As much as I’d like to think I’m Mr. Scottie McHottie, devilishly handsome, with a body that Brad Pitt would envy, George Clooney’s bank account, and the ability to charm any girl out of her pants, the cold hard reality is that I’m just an ordinary guy. I’m decent looking, I think. I’m fit, I can make a girl laugh, and I’ve been told I’m a fun date because I like to do fun things, but bottom line: I’m just your average Joe. Sure I’ve had a few good shags on a first date, but girls (ETA: sane girls) generally don’t throw themselves at guys like me in such a blatant fashion. Really into me? Sometimes. Naked surprise? No.

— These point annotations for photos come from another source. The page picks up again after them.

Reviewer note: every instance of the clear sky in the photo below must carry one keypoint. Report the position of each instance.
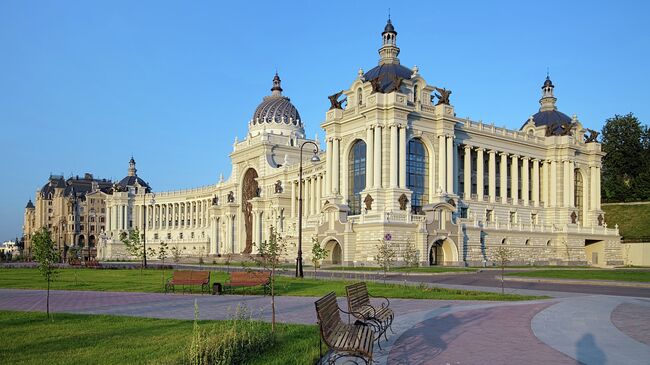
(85, 84)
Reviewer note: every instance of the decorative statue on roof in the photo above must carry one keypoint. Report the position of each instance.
(278, 187)
(368, 201)
(403, 200)
(335, 102)
(443, 96)
(592, 136)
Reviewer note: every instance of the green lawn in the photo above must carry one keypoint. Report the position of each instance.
(151, 281)
(425, 269)
(616, 274)
(632, 220)
(98, 339)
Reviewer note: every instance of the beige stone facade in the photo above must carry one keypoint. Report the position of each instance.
(397, 165)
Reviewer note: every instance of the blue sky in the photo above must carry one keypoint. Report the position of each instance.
(85, 84)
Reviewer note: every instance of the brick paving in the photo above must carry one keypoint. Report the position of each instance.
(633, 320)
(498, 335)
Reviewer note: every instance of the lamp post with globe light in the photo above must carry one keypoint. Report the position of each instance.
(314, 159)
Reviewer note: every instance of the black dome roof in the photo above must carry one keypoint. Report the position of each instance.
(387, 74)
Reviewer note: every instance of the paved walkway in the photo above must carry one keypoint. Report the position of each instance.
(587, 329)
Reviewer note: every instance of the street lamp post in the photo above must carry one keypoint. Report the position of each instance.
(144, 224)
(314, 159)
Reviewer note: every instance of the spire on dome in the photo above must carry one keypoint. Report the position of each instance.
(547, 102)
(132, 170)
(389, 51)
(276, 90)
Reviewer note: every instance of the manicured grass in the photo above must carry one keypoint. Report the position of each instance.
(616, 274)
(100, 339)
(151, 281)
(632, 220)
(427, 269)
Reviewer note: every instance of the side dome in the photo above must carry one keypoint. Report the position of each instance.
(276, 114)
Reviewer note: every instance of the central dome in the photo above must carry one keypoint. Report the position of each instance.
(276, 113)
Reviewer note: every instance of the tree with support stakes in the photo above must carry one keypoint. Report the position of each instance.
(271, 253)
(47, 257)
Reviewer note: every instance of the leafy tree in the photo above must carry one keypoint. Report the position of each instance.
(176, 254)
(271, 253)
(411, 254)
(502, 256)
(47, 256)
(133, 245)
(318, 253)
(625, 175)
(385, 254)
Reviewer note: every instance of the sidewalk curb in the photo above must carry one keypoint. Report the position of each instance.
(572, 281)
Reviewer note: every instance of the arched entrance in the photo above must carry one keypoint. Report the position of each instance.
(335, 252)
(250, 190)
(443, 252)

Anyone who was so aggressively eager to jump my bones on the first date, I’d suspect of ulterior motives. Like maybe she’s trying to make someone jealous who’s going to try to whup my ass later, or she’s already pregnant and looking for someone to trick into taking responsibility for someone else’s kid, or maybe she’s going to be tomorrow’s stalker. Either way, it just wouldn’t sit right with me. Really worthwhile women don’t tear their clothes off for regular guys like me.

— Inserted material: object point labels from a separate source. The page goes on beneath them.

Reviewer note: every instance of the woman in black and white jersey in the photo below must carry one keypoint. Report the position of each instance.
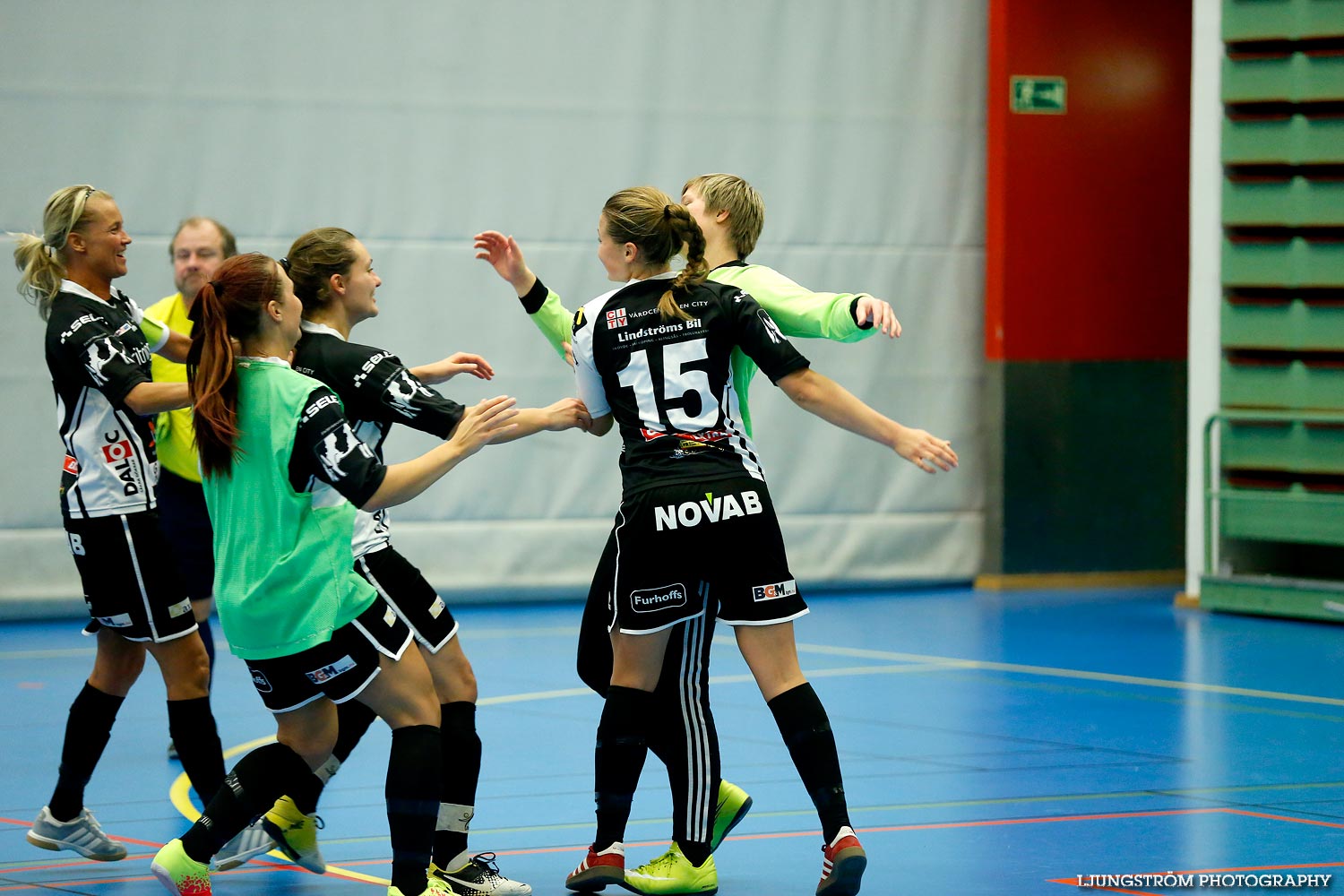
(696, 524)
(99, 357)
(333, 277)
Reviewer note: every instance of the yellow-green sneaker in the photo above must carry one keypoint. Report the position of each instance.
(179, 872)
(671, 874)
(733, 806)
(296, 834)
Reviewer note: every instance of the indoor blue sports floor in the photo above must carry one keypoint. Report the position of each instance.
(992, 743)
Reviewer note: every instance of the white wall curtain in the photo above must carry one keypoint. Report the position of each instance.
(418, 124)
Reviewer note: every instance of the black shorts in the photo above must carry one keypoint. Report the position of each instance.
(410, 595)
(185, 522)
(128, 583)
(679, 547)
(339, 668)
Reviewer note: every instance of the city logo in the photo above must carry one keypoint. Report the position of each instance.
(714, 509)
(777, 590)
(120, 454)
(328, 672)
(771, 327)
(660, 598)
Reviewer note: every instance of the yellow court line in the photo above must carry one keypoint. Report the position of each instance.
(180, 796)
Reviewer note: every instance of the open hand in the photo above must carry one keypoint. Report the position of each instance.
(484, 422)
(925, 450)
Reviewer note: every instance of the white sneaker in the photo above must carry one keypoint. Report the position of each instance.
(82, 834)
(250, 841)
(478, 876)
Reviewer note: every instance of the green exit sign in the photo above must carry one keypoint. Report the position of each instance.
(1043, 96)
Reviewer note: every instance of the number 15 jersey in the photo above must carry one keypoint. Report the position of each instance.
(668, 382)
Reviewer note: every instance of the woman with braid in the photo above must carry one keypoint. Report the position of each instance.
(282, 474)
(99, 349)
(731, 215)
(333, 277)
(653, 358)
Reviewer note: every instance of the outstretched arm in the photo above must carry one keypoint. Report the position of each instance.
(844, 317)
(155, 398)
(830, 401)
(566, 414)
(543, 306)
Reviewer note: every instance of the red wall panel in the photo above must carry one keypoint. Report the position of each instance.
(1088, 211)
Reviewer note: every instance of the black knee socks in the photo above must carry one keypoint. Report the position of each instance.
(413, 778)
(461, 770)
(249, 790)
(618, 759)
(88, 729)
(354, 719)
(193, 729)
(806, 734)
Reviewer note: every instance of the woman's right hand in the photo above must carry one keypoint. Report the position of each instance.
(505, 258)
(483, 424)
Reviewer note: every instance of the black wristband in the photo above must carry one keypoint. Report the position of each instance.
(535, 297)
(854, 314)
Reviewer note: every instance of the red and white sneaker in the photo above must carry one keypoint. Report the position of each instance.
(599, 869)
(841, 866)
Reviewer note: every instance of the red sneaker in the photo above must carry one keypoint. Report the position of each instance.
(841, 866)
(599, 869)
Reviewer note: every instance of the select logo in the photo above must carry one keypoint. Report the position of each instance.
(660, 598)
(327, 673)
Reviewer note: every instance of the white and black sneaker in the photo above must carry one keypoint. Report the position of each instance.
(475, 876)
(81, 834)
(250, 841)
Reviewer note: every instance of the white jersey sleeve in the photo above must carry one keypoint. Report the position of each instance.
(591, 392)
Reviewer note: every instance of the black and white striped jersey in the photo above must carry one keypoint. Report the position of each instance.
(376, 390)
(97, 354)
(669, 384)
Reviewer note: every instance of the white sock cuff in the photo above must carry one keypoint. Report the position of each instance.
(454, 817)
(328, 769)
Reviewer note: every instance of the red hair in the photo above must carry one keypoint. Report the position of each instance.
(226, 308)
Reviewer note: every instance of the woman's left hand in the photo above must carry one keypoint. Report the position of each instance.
(452, 366)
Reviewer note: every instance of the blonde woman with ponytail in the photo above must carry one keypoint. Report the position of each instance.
(284, 473)
(696, 527)
(99, 347)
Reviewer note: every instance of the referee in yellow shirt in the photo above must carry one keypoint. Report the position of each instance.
(199, 246)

You brits and your stuffy manners. I bet you extend your pinky finger when sipping tea as well. :smiley:

I’d like to also point out that I’m as much a slut as the person **Swallow **is describing (slept with plenty of people on the first date - or indeed have met up with people solely for the purpose of casual sex never to see them again), but as a gay man that’s very much par for the course and therefore I can do it without any real problems. Yes it’s a double standard and I think it sucks but I don’t determine what society thinks.

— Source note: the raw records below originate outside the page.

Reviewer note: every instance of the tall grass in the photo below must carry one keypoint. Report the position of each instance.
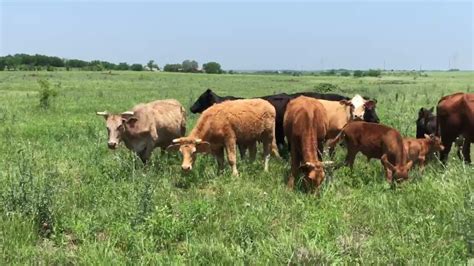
(65, 198)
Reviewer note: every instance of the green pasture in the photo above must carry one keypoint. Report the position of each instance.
(66, 199)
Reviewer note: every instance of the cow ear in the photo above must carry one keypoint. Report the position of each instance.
(370, 104)
(173, 147)
(203, 147)
(104, 114)
(386, 163)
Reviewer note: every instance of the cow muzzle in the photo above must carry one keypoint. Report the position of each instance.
(112, 145)
(186, 167)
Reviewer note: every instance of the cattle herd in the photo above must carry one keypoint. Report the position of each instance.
(307, 120)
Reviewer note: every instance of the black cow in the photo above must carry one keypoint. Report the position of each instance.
(426, 124)
(207, 99)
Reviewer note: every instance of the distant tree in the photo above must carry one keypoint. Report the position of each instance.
(172, 67)
(212, 68)
(190, 66)
(151, 65)
(136, 67)
(358, 73)
(345, 73)
(373, 73)
(123, 66)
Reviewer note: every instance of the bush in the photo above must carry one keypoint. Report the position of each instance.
(212, 68)
(45, 93)
(172, 68)
(136, 67)
(325, 87)
(345, 73)
(358, 73)
(373, 73)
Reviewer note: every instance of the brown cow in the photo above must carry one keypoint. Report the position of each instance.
(146, 126)
(305, 124)
(455, 116)
(418, 149)
(224, 125)
(376, 141)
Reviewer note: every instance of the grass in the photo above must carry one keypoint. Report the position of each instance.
(65, 198)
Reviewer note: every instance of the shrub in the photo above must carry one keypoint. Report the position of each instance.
(358, 73)
(45, 93)
(325, 87)
(136, 67)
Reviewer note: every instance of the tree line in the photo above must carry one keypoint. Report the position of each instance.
(50, 63)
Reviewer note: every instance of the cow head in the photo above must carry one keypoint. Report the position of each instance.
(369, 112)
(426, 122)
(349, 108)
(206, 100)
(400, 172)
(364, 109)
(189, 147)
(116, 126)
(313, 172)
(434, 142)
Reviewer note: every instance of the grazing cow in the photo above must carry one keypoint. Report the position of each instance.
(224, 125)
(146, 126)
(455, 116)
(207, 99)
(376, 141)
(364, 109)
(305, 125)
(426, 125)
(417, 149)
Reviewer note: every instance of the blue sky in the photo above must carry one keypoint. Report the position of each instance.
(246, 35)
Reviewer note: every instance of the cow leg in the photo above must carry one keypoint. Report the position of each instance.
(422, 160)
(145, 153)
(466, 150)
(321, 150)
(267, 149)
(447, 143)
(219, 154)
(294, 169)
(242, 150)
(350, 157)
(231, 156)
(252, 151)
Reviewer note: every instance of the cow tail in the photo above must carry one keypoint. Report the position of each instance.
(183, 121)
(333, 142)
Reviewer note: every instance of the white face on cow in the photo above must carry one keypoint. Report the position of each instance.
(116, 126)
(359, 108)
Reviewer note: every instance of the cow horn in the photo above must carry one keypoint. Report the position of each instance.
(104, 113)
(128, 113)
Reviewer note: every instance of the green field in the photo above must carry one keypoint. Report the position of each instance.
(67, 199)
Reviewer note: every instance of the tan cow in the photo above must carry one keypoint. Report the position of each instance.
(418, 149)
(146, 126)
(223, 125)
(376, 141)
(305, 124)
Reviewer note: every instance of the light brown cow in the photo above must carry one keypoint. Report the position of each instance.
(305, 124)
(418, 149)
(224, 125)
(376, 141)
(146, 126)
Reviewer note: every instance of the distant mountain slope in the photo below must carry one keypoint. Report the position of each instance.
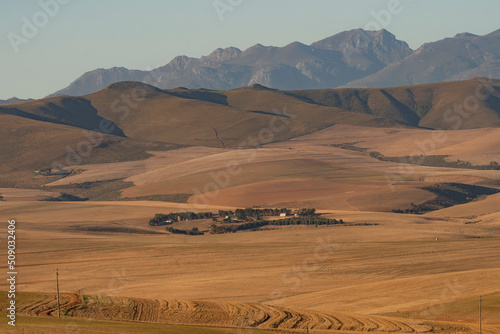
(96, 80)
(13, 100)
(437, 106)
(35, 134)
(328, 63)
(459, 58)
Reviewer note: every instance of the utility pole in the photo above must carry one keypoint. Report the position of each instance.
(58, 303)
(480, 318)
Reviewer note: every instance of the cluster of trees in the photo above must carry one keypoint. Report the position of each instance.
(193, 231)
(414, 209)
(244, 214)
(311, 220)
(161, 218)
(306, 212)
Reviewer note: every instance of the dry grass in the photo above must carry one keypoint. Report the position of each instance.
(394, 266)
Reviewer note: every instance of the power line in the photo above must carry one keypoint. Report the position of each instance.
(58, 303)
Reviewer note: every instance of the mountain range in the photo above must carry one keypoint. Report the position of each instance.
(139, 118)
(355, 58)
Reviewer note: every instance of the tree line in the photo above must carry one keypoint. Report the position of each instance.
(160, 218)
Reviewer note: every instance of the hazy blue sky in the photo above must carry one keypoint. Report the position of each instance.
(87, 34)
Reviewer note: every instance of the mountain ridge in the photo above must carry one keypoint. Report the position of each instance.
(322, 64)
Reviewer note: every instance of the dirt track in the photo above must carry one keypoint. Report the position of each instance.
(224, 314)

Maybe this is another thread but I’ve had several incidents where female friends of mine came on to me when they were pretty drunk. I thought I was being a nice guy by not taking advantage of them. Now years later I realize they likely wouldn’t have felt bad later at all. The alcohol was just a convenient excuse and they probably acted more intoxicated than they actually were. In other words, instead of a nice guy, I was really a naive dumb ass. :smack:

Uh, Swallows? Have you interacted with a large number of women? If so, I am reasonably sure you have interacted with a woman who claims to be regular, ordinary, etc., and for whom a strict majority of guys would cheerfully tear their clothes off. Perhaps we have had different life experiences, but I (who also considers myself mostly average) would think “Hey, this woman wants me and isn’t shy about letting me know! Awesome!” before I’d think “Augh! Crazy! Run away!”

That being said, undressing your partner is part of the fun, and I’d personally not make use of this maneuver save for very rare circumstances. Plus, as mentioned, if sexings haven’t been put on the agenda and confirmed, it can lead to problems and embarrasment. All in all, I think that a “Say, would you like to head over to the bedroom/the couch/the kitchen table/the front lawn?” would work better, and be cleaner in the case of a negative response.

Even if I didn’t think she was off-kilter, she would be far too forward for me. And there are a lot of smokin’ hot women I’d cheerfully tear my clothes off for, but not without an invitation.

If I stripped down with no warning while a girl was out of the room, as per the OP, while I might be hopeful she’d follow suit, I wouldn’t be surprised if she called the cops.

Reminds me of this:

You must live on a different planet than I do.

Heck, I used to do it all the time in college. It was a bit different than the scenario being described in this thread. I’d invite the gal upstairs (I lived in an A frame, so all that was upstairs was the bedroom). If she said yes, it was pretty obvious what was going to happen (usually). I got pretty good at running up the stairs and getting completely naked by the time I was at the top. About 3/4 of the time, she would be right behind me. About 1/4 of the time, she would be standing at the bottom. The remark I usually got in the latter situation was, "What the fuck are you doing? It still worked about 50% of the time in the “bottom of the stairs” situations.

Interesting. What planet do you live on? Because I believe the text you quoted describes reality quite well.